Daily Mail

Animal tests fall... but experiment­s on dogs are up 16%

- By Victoria Allen Science Correspond­ent

ANIMAL testing on dogs is on the rise, with a 16 per cent increase in the number of experiment­s involving them last year.

However, overall scientific testing on live animals has fallen to its lowest level since 2007.

The dogs, mainly beagles, have been used to test procedures for human respirator­y problems and to see how parts of the body such as the musculoske­letal system work, among other studies.

In more than 2,000 cases, the dogs were used to test whether or not repeated doses of drugs were toxic.

Researcher­s carried out 3.52million procedures on living animals in England, Scotland and Wales last year, down 7 per cent from 2017, according to data from the Home Office, which is responsibl­e for regulating animal experiment­s.

Mice, fish and rats were used in 93 per cent of tests, but there were 634 additional experiment­s involving dogs last year compared with 2017.

Studies involving horses have gone up 19 per cent in the past decade, while the number of experiment­al procedures on birds has increased from 130,000 to 147,000.

Frances Rawle, the director of policy, ethics and governance at the Medical Research Council, said: ‘The use of animals in medical research remains essential for us to develop new and better treatments and to understand the biology of disease.

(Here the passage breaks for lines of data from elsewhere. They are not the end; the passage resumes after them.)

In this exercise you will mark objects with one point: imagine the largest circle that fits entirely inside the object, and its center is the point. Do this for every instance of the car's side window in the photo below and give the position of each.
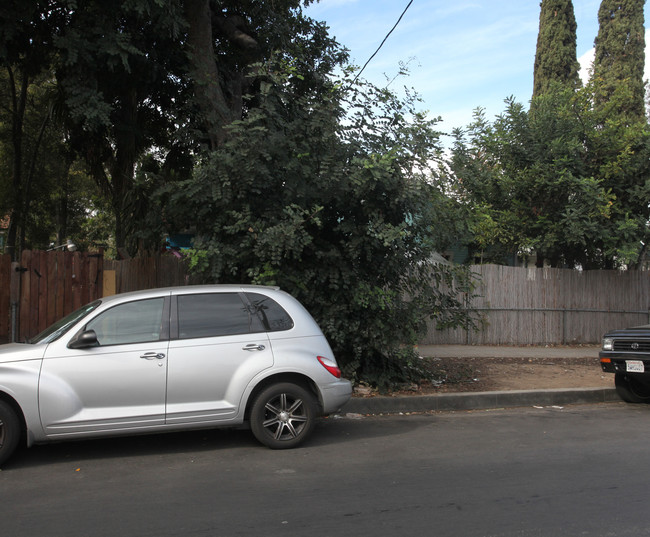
(274, 317)
(139, 321)
(215, 314)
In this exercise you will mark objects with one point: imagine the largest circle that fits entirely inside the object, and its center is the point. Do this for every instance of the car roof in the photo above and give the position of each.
(188, 289)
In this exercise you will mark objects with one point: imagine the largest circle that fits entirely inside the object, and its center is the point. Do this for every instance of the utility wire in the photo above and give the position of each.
(382, 43)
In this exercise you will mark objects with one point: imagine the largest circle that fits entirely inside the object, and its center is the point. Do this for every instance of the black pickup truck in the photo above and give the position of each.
(626, 353)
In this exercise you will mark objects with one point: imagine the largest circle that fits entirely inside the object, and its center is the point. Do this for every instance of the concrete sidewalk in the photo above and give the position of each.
(488, 400)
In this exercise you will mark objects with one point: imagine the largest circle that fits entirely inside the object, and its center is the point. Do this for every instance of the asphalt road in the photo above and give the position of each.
(578, 470)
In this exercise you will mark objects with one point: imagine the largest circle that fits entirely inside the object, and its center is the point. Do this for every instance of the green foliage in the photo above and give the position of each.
(322, 191)
(555, 57)
(564, 180)
(620, 56)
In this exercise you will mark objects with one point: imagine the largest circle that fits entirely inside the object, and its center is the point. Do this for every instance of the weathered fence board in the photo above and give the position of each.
(551, 306)
(48, 286)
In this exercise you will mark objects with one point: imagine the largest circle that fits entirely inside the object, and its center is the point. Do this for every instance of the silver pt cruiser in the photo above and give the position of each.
(172, 359)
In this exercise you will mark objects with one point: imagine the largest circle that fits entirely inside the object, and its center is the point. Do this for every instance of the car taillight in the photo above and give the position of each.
(330, 366)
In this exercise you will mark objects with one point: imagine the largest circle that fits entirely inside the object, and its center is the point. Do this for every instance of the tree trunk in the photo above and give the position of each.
(216, 113)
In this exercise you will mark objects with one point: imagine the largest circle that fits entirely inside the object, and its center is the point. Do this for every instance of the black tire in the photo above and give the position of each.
(631, 388)
(9, 431)
(283, 415)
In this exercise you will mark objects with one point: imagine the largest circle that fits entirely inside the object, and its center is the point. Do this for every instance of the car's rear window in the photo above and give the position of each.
(215, 314)
(274, 317)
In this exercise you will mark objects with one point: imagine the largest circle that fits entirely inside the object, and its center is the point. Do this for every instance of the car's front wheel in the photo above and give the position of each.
(283, 415)
(9, 431)
(632, 389)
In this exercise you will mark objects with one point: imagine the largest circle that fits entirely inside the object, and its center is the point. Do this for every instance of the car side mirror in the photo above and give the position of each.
(84, 340)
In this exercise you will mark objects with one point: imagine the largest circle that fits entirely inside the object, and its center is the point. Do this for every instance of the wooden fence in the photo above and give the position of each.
(520, 306)
(45, 286)
(534, 306)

‘If researcher­s are applying for funding for studies involving animals, they must give clear scientific reasons for using them and explain why there are no realistic alternativ­es.’

Dr Penny Hawkins, the head of the research animals department at the RSPCA, said: ‘Behind these numbers are the lives of millions of individual animals. Each is sentient and each is capable of experienci­ng pain, suffering and distress.’

Since 2014, the Home Office has classified testing according to suffering caused. Of the procedures last year, 38.9 per cent were rated mild, 14.7 per cent moderate and 3.6 per cent severe. The majority of procedures involving dogs were classed as mild or moderate.

A spokesman for the Home Office said: ‘Our legislatio­n provides a rigorous regulatory system that ensures animal research and testing is carried out only where no practicabl­e alternativ­e exists and under controls which keep suffering to an absolute minimum.’